More than 200 lives saved
The title of the song is a direct reference to the phone number of the National Suicide Prevention Lifeline in the US. It describes someone in a suicidal crisis calling the number for help, and in a suicidal person’s journey, this is a turning point towards improving and dealing with their crisis. To determine whether the song’s positive message was related to behavior change, researchers led by Thomas Niederkrotenthaler of the Medical University of Vienna examined the links between Logic’s song and daily calls to the National Suicide Prevention Lifeline and the number of daily suicides in the US. They found that in the 34-day period following the three events that generated the most public attention about the song (the release of the song, the 2017 MTV Video Music Awards, and the 2018 Grammy Awards), there were 9,915 additional calls to the Suicide Prevention Lifeline, a 6.9% increase over the expected number. During the same period, there was a decrease of 245 suicides compared to the expected data, which is a decrease of 5.5%.
What is the impact of media coverage of suicide?

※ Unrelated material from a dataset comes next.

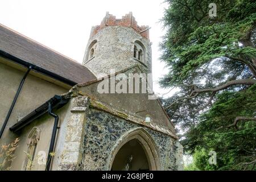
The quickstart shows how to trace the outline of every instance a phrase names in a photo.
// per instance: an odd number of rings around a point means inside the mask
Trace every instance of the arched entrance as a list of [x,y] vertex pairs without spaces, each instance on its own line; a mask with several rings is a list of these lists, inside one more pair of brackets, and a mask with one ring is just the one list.
[[120,148],[112,164],[113,171],[149,170],[143,148],[138,140],[129,141]]
[[111,170],[160,170],[158,152],[152,138],[142,128],[121,137],[112,155]]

For the authors, these findings highlight the value of innovative and creative approaches, in collaboration with other sectors such as the music and entertainment industries, to bring new and powerful stories to the public’s attention in order to reduce the risk of suicide. They should show the possibility of overcoming a crisis rather than warning of the deadly risk. Alexandra Pitman, one of the authors, explains that this work is evidence of the Papageno Effect, the theory that stories about someone overcoming a suicidal crisis protect against suicide. The role of the media is also part of the surveillance elements mentioned by the WHO: the WHO explains that “media reports on suicide can lead to an increase in suicide by copycats – especially if the report is about a famous person or describes the suicide method”. It recommends that the media counterbalance such stories with other stories of successful recovery for people who have had mental health problems or suicidal thoughts.